Something needs to change after closure of Hong Kong’s Tung Po Kitchen

Hong Kong is being stripped of its distinctive culture and character as more iconic local restaurants and dai pai dongs shut down. The government needs to do more to help them.

Like most people, I am a huge fan of eating incredible food at reasonable prices. Recently, it’s become a ritual for me to eat at the Queen Street Cooked Food Market in Sheung Wan every Friday night after a cinema date.

Don’t be put off by its location – it’s directly underneath an unassuming municipal building and atop a wet market. But once through the double doors on the first floor, you are instantly transported to a world of gastronomic gems.

Sure, there is no fancy decor – it’s only a step up from a dai pai dong (open-air food stall), so expect harsh lighting and a hodgepodge of foldable tables and plastic stools. But because of its proximity to a wet market, you can be sure the ingredients are fresh.

If you can tune out the cacophony of discordant clangs and bangs coming from the many kitchens, you will be treated to some of the best of local and international cuisine under one roof.

My normal routine is to eat at the only Chinese restaurant there, and order desserts from the Italian place. If the mood strikes, I head over to the Indian and Nepalese restaurant for some freshly made vegetable samosas or a steaming hot biryani.

These hidden gems tend to operate in similar fashion – they offer a selection of great food at affordable prices, cheap beer, and no service charge.

People eat lunch at the Haiphong Road Temporary Cooked Food Hawker Bazaar in Tsim Sha Tsui.


If you’re lucky enough to become a favoured regular of any of the dai pai dong, you may even be offered a secret menu that features its manager’s favourite dishes, which are prepared with the freshest ingredients of the day.

If you’ve spent enough time in Hong Kong, you’re likely to know what a dai pai dong is.

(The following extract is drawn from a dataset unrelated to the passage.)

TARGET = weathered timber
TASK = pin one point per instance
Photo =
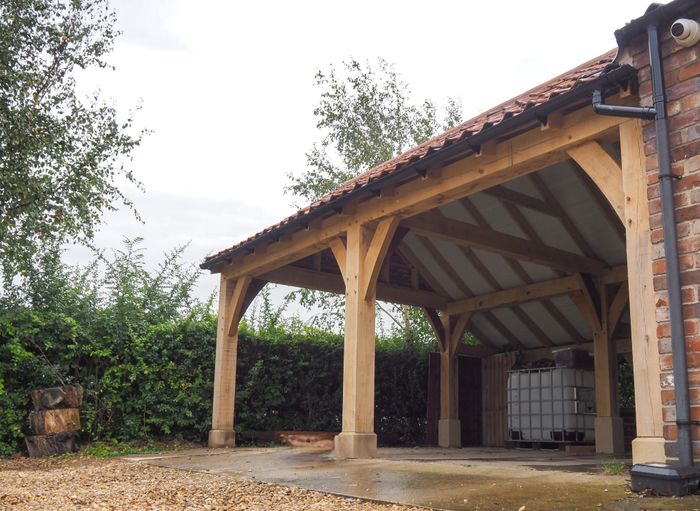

Similar to the ones in the Queen Street Cooked Food Market, there are also dai pai dong inside some interesting-looking structures known as dung gu ting, which means “winter mushroom pavilion”.

The name of these buildings, which are often nestled within government housing estates, references their appearance – they have roofs shaped like morel mushrooms.

Dung gu ting in the Lung Hang Estate in Tai Wai.


Eateries inside these dung gu ting have always provided affordable meals for public housing tenants.

These curious-looking pavilions began to pop up in 1974, but the government started to phase them out in the 1990s when they stopped issuing new vendor licences.

In the past three decades, many of them have been demolished. Today there are only about 20 dung gu ting still standing in the city.

Another prized culinary gem was Tung Po Kitchen, in the Java Road Municipal Services Building in North Point. Sadly, the restaurant was shut down by the Food and Environmental Hygiene Department (FEHD) earlier this month after 30 years in business.

Tung Po Kitchen was an icon of Hong Kong dining and had many fans locally and around the world, including Hollywood stars Benedict Cumberbatch and Tilda Swinton.

Benedict Cumberbatch visits Tung Po Kitchen during the filming of Doctor Strange in Hong Kong in 2016.


The late Anthony Bourdain also had a meal there and featured the restaurant in an episode of his foodie travel series No Reservations.

The restaurant had its lease officially terminated after it was found to not be operating as a sole proprietor, which breached a clause in the tenancy agreement that prohibits illegal subleases.

It’s common for local restaurants to operate by subleasing, as the elderly licence holders prefer handing the reins to family members or trusted friends.

Often, these agreements are made verbally and include an agreed sum to be paid to the licensee annually whenever the licence is renewed, Eric Mak, a friend in the restaurant business, told me.

Customers take selfies with manager Robby Cheung (left) at Tung Po Kitchen.


It’s also not unusual for some restaurateurs to sublease their kitchens to the chefs. This leaves the owner to focus on running the floor while the cooks do the heavy lifting (literally and figuratively).

It’s common knowledge that quite a few of these eateries are technically operating illegally, but the FEHD tends to let it slide – unless they receive a tip-off, Mak says.

Before Tung Po ended its 30-year tenure, it was one of many threads in the city’s unique cultural fabric, and a pillar of the culinary scene.

If other institutions like Tung Po are forced to close their doors, the city will be stripped of its distinctive flavour and character.

Dai pai dong in Central.


It makes me a bit sad that these places are falling like dominoes as they’re what make Hong Kong the city it is.

But nearly three years after the start of the Covid-19 pandemic, the continuing restrictions have left local businesses, especially restaurants, clinging on for dear life.

Restaurants that once turned a profit are now struggling to keep their heads above water. Some businesses have found creative ways to break even but the harsh reality is that Hong Kong’s restaurant scene has changed forever, and not necessarily for the better.

Whether the government lends a hand to these small businesses, or adjusts the parameters of its leasing and licensing laws so that eateries can more easily operate within the confines of the law, something needs to change.

After all, these dai pai dong have served the city and the people well for decades and that should count for something.